«С ума они все посходили!» – раздался за спиной читающего Ведерникова сердитый возглас Лиды, не покормившей сегодня ни обедом, ни ужином. Донельзя расстроенная, в расквашенной косметике, оставшейся от утреннего выхода в свет, Лида подошла и шлепнула поверх раскрытого сценария свой раздобревший от изучения экземпляр. «Меня как будто нет, – проговорила она грубым рыдающим голосом. – Будто не я ребенка растила! Не я готовила, убирала. Ни полсловечка! Твари неблагодарные. Это все твоя Осокина, она так захотела. Чтоб я еще туда хоть раз! Будешь ездить один, или пусть она тебе сопровождение дает. Я не снимаюсь, и моего согласия на это кино не спрашивали!»
Гнев обойденной Лиды оказался долог и глубок, что дало Ведерникову относительную свободу передвижения. Между прочим обнаружилось, что в сценарии не так уж много эпизодов с его, Ведерникова, личным участием. Варился своего рода суп из топора: весь вкус фильма получался из персонажей второстепенных, а главный герой пребывал таковым почти что номинально. А может, причина заключалась в том, что основное действие фильма происходило в прошлом, и там разглагольствовал, гладил по шелковой голове склоненного над учебником отрока, гулял враскачку, изображая здоровыми ногами примитивные твердые протезы, молоденький Сережа Никонов. При мысли о белобрысом Ведерников вдруг спохватился, что преждевременно стареет. Раньше возраст не имел значения, время стояло. А теперь у Ведерникова внезапно стиснулось сердце, когда он разглядел, припадая к зеркалу, свинцовый отлив двух или трех все еще непослушных, все еще ярко-блондинистых прядей, вялые тени около глаз, оседающий контур щеки.

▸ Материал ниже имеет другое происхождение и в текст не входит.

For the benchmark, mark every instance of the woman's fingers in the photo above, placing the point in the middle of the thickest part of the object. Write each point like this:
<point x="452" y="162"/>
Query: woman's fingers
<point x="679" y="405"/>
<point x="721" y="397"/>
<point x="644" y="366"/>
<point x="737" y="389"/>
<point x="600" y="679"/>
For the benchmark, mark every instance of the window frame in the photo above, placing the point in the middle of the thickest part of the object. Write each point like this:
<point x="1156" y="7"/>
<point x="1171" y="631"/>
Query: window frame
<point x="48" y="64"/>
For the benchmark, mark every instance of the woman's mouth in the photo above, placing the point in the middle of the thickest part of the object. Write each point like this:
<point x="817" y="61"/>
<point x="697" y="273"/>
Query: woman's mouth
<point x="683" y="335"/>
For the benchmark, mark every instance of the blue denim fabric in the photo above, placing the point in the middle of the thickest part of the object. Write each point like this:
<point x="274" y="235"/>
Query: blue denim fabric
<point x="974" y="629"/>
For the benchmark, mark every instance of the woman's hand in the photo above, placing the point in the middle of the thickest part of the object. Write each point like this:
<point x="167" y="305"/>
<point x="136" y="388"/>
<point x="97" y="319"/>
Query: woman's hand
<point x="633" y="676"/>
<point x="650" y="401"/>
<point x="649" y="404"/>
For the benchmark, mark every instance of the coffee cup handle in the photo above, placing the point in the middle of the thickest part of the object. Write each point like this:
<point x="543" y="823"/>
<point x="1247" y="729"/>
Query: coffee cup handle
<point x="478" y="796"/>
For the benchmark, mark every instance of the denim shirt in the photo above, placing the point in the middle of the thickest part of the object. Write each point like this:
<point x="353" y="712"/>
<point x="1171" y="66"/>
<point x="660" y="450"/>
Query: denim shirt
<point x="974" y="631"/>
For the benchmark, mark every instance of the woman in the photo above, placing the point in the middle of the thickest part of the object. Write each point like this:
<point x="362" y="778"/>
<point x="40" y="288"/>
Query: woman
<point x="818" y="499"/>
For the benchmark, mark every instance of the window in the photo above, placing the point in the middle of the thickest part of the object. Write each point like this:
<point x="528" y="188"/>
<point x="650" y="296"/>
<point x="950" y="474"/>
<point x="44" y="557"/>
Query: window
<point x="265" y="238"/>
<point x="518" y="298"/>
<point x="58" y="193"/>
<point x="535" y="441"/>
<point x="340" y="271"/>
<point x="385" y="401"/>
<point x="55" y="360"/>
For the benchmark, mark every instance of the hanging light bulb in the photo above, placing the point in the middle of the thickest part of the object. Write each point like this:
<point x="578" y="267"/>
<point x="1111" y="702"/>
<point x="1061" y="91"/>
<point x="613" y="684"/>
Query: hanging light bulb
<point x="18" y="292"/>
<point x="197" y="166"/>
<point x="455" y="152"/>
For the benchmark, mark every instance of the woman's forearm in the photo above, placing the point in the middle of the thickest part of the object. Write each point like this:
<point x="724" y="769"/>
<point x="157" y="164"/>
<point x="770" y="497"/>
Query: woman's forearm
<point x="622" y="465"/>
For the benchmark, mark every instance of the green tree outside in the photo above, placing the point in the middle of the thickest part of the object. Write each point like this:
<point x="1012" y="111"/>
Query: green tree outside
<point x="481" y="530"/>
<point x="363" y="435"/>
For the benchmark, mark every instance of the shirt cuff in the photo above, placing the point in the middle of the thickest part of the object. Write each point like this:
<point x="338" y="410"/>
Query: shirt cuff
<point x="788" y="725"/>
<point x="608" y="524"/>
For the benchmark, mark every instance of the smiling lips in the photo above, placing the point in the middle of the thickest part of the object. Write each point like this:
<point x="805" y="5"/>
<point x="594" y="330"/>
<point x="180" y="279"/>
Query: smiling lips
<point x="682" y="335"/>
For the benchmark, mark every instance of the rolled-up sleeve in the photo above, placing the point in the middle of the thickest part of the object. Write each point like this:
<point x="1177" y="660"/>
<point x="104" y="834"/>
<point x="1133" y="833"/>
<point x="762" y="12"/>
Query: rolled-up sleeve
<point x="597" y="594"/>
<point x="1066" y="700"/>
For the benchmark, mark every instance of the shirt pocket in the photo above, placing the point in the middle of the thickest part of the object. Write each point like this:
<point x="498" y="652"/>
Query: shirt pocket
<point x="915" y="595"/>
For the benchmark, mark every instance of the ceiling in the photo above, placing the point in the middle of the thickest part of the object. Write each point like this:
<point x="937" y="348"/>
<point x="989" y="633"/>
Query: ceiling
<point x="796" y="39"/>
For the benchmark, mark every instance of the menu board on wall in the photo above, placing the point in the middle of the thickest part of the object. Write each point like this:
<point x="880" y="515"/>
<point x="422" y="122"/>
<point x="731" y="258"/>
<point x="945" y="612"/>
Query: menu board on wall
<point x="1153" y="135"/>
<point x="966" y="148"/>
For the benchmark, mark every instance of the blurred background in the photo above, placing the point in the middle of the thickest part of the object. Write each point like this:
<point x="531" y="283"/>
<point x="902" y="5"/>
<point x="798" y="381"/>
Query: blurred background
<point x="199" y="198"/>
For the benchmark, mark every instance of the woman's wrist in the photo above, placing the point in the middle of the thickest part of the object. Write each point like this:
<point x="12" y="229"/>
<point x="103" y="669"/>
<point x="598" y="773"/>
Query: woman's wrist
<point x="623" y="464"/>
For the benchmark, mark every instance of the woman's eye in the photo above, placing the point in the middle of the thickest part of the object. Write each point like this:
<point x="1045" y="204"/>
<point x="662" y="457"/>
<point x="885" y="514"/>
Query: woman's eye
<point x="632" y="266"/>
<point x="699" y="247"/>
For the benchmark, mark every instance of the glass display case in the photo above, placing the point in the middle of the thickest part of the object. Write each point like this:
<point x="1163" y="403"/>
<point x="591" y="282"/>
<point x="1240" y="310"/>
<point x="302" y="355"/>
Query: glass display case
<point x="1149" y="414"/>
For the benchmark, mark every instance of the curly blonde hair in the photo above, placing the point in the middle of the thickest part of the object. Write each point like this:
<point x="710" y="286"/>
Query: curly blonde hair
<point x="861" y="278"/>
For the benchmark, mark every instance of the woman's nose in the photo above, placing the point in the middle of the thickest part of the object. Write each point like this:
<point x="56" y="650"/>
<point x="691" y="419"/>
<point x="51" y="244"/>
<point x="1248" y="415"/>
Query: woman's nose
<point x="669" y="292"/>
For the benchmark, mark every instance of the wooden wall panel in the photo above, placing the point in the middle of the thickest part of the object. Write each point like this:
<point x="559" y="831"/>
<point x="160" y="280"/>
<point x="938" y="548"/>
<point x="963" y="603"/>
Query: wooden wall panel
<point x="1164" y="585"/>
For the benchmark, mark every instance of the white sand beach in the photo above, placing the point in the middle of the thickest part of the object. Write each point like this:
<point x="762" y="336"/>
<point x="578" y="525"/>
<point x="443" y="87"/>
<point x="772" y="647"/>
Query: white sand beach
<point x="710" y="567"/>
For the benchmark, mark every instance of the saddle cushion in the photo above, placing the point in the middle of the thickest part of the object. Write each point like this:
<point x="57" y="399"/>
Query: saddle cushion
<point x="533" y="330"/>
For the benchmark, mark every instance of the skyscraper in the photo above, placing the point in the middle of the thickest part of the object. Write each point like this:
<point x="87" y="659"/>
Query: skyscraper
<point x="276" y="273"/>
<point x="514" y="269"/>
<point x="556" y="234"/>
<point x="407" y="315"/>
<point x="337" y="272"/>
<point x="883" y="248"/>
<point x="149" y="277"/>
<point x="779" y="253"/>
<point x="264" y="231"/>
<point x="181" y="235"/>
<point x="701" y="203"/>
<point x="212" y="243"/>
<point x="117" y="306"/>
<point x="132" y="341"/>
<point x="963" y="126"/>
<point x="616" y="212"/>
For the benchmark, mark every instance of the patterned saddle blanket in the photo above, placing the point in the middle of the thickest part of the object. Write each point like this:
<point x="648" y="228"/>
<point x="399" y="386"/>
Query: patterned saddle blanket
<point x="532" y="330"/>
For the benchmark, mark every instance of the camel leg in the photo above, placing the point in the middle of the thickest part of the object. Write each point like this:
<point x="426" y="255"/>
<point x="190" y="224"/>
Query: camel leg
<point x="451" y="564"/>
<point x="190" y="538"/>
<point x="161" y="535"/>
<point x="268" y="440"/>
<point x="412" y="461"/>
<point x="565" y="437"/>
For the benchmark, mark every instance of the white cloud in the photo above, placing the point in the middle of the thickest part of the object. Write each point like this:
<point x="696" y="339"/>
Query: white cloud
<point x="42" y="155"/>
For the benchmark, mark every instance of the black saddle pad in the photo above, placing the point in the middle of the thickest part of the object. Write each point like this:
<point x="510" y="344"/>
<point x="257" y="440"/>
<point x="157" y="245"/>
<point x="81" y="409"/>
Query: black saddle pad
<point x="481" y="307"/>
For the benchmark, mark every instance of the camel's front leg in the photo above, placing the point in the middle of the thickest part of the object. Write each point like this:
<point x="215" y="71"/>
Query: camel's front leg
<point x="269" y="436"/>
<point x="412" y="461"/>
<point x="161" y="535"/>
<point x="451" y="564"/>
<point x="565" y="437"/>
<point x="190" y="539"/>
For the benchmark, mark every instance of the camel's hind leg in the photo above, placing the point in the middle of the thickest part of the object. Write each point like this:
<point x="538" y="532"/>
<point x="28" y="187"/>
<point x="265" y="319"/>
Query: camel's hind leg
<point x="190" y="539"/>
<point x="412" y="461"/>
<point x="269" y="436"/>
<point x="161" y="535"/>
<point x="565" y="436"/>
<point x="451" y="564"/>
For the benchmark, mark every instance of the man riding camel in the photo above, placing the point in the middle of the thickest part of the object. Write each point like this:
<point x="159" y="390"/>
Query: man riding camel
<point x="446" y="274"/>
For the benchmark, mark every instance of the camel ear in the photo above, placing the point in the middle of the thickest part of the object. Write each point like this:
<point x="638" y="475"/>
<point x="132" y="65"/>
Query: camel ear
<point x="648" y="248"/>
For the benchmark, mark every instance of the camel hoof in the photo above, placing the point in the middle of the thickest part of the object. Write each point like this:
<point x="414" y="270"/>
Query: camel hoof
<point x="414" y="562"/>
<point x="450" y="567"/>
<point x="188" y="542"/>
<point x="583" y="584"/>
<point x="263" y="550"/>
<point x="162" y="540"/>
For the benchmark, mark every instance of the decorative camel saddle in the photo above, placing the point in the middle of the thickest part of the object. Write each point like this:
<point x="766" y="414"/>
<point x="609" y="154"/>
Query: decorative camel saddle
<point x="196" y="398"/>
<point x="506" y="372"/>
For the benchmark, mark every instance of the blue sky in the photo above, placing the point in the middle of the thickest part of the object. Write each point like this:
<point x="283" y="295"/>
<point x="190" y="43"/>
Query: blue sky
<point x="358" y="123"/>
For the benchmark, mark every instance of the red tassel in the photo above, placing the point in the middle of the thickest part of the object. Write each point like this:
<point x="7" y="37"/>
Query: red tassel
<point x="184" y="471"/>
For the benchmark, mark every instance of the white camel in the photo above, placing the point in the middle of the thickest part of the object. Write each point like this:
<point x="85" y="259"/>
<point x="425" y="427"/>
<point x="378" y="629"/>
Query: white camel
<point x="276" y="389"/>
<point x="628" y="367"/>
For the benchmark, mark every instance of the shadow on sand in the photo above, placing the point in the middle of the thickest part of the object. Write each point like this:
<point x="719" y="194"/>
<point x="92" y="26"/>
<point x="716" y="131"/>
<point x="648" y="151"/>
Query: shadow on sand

Кира действительно организовала ему персональный транспорт: новенький сизый фургон с логотипом телеканала-спонсора, за рулем которого неизменно находился долговязый, сутулый, кадыкастый малый, которому, казалось, был велик собственный скелет. С железным шумом откатывалась дверь, Ведерников самостоятельно, в четыре приема, залезал на высокую подножку, плюхался на крайнее в ряду матерчатых сидений, гулкий фургон с одним пассажиром отправлялся в путешествие.
Эпизоды с участием Ведерникова отсняли довольно быстро. В одном он должен был с видом олимпийской задумчивости гулять по сырой аллее, идти следовало прямо на близкий треножник с камерой, и от попыток изобразить, будто никакой камеры не существует, шаги Ведерникова, и без того неровные, совершенно спутывались. «Глазами не бегай! Не ухмыляйся! В лужу, в лужу не ходи!» – орал на него режиссер, огромный пухлый мужик с маленьким, как муха, синеватым ртом сердечника, бывший между тем тоже какой-то знаменитостью, наполучавший призов на фестивалях и очень забалованный, как вполголоса жаловался Мотылев. Пришлось пройти мимо фатальной лужи раз, должно быть, восемь, прежде чем режиссер удовлетворился.